India’s external debt surged 10% to $736.3 billion by the end of FY25, up from $668.8 billion in the previous year. The debt-to-GDP ratio increased modestly to 19.1% from 18.5%—as per data released by the Reserve Bank of India.
What’s Driving the Rise?
- Commercial Borrowings Lead the Surge: The sharp increase was primarily due to a record $41.2 billion jump in commercial borrowings, supplemented by inflows from NRI deposits ($12.8 billion), short-term debt, and bilateral and multilateral commitments.
- Valuation Effects: The USD’s strengthening added roughly $5.3 billion to the external debt via valuation, keeping overall growth just below $73 billion.
External Debt and Forex Reserves: A Balanced View
- Growing Forex Buffer: At the end of Q1 FY26, forex reserves covered about 90.8% of the external debt—a marginal improvement from 88.5% in Q4 FY25.
- Shift in Debt Composition: While total external debt rose, the share of short-term debt dropped to a four-year low of 18.3%, although its absolute value did increase.
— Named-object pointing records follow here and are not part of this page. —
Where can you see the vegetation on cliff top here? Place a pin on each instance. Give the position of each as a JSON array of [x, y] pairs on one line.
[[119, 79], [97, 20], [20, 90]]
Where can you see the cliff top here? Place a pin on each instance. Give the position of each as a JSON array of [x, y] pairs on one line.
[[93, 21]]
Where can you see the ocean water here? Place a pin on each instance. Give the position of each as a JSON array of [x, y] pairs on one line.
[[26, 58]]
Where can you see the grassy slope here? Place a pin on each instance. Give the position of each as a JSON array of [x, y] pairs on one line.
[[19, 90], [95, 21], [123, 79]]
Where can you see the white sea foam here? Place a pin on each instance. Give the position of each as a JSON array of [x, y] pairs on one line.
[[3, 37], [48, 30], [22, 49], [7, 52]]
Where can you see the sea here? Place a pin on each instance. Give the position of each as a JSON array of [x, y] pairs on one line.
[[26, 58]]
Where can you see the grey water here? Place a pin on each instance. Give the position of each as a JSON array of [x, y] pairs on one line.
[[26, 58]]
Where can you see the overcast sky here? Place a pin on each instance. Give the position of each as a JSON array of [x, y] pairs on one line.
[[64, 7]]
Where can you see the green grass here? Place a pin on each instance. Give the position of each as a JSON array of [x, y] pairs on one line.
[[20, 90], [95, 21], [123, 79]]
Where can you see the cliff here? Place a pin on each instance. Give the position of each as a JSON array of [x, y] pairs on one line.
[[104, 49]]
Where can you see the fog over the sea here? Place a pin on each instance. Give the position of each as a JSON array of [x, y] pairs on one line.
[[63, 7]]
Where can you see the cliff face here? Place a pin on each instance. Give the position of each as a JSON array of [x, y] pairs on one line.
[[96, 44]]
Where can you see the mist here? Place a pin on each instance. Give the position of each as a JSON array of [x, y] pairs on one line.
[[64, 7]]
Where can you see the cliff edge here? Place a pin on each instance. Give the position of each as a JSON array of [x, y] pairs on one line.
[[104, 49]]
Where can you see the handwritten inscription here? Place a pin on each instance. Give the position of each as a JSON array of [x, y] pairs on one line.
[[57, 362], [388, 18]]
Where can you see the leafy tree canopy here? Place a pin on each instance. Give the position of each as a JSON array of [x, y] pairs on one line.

Implications for the Economy
Metric | FY24 | FY25 |
---|---|---|
External debt (USD billion) | $668.8 billion | $736.3 billion |
Debt-to-GDP ratio | 18.5% | 19.1% |
Forex reserves coverage | ~88.5% | ~90.8% |
Long-term debt proportion | — | Higher share |
Increase in short-term debt | — | Increased in absolute terms |
Debt service ratio | ~6.7% | ~6.6% |
India’s external debt remained largely sustainable due to healthy reserves, a low debt-service burden, and a rising share of long-term borrowing.
Summary
India’s external debt rose by over 10% to reach $736.3 billion in fiscal 2024–25, nudging the debt-to-GDP ratio to 19.1%. Despite the uptick, a strong buffer of forex reserves—covering over 90% of the debt—and reduced exposure to short-term obligations keep external finances stable.